Commissioner Liberty, with 43 years in law enforcement, recalibrated his approach to rehabilitation after serving in Iraq, gaining a deeper understanding of trauma’s role in incarceration. He began implementing programs that tackle the root causes of crime, such as substance use disorders, untreated mental health issues, and educational deficits. He argues that such investments are fiscally responsible and crucial for community safety and victim compensation. “When they hear that Preston is making the kind of money he makes, their jaw drops. And I say to them, ‘If you truly care about making the community safer, if you care about being fiscally responsible, if you care about victims and survivors in the community, this is the way to make them whole,’” he stated.

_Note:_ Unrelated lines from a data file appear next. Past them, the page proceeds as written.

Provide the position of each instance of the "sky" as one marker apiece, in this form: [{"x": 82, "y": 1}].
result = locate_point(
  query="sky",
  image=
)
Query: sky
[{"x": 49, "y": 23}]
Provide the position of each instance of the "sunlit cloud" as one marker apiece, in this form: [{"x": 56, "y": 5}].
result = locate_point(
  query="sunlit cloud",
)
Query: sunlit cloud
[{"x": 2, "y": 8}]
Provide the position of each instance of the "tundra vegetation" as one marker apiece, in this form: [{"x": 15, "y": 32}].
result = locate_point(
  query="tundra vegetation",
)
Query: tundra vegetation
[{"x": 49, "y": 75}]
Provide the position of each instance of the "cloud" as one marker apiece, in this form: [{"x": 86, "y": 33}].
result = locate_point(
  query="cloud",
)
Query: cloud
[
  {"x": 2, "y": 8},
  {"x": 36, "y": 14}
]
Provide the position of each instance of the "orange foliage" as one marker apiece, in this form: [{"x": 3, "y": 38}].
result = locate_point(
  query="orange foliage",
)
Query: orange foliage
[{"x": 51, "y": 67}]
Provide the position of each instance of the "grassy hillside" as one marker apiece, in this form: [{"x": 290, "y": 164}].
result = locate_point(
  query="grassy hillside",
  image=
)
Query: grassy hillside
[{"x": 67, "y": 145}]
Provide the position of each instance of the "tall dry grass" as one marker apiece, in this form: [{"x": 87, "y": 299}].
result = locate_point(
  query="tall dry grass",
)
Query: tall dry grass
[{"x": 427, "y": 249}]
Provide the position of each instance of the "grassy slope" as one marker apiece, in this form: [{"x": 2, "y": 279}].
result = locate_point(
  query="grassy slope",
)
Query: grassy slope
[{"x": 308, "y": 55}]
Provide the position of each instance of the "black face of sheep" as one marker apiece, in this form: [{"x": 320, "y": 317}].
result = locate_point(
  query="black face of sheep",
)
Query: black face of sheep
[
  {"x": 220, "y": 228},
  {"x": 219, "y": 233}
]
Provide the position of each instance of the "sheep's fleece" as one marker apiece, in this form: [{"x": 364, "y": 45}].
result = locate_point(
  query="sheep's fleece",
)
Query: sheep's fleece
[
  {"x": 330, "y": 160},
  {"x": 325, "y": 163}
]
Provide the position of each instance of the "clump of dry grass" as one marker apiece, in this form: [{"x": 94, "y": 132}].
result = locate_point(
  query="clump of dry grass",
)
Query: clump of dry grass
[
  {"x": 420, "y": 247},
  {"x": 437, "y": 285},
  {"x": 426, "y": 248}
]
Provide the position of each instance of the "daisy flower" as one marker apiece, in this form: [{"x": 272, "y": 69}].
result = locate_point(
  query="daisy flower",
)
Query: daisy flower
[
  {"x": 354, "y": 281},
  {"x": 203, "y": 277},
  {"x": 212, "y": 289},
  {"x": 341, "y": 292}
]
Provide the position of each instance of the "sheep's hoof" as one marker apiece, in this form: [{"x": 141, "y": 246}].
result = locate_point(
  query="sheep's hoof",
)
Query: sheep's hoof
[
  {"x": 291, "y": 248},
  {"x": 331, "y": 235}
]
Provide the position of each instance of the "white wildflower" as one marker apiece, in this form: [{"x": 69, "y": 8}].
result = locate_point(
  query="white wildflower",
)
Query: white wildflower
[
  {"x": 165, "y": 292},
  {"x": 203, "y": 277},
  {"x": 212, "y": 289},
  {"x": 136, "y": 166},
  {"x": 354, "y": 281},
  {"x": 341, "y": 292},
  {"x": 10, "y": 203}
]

Maine’s proactive approach contrasts sharply with national recidivism rates. While many states report return-to-custody rates as high as 60%, Maine’s figures hover between 21% to 23% for males and a remarkable 9% for women. For inmates who attend college classes in Maine, the recidivism rate plummets to 0.05% – virtually zero. Furthermore, the initiative has contributed to a safer prison environment, with a maximum-security prison in Maine reporting only seven assaults on staff last year, a significant drop from 87 in 2017. “When you treat people like people, they become the best version of themselves,” Shoaf observed.
Preston Thorpe is a living testament to this success. He fully acknowledges his past but feels profoundly changed. “It’s like waking up from a dream, me from five years ago,” Thorpe shared. “All the memories I have of the streets and why I came to prison, it doesn’t even feel like it happened to me. It feels like it happened to someone else.” Over the past three years, Thorpe dedicated countless hours to self-learning programming, driven by a desire to gain purpose and be seen for his abilities rather than his past. In the open-source community, where identities are often veiled, Thorpe was judged solely on his code, allowing him to forge a new identity as a skilled engineer. “The worst part about prison is that you assume this identity [of a criminal],” Thorpe concluded. “Letting someone have a career gives you purpose.”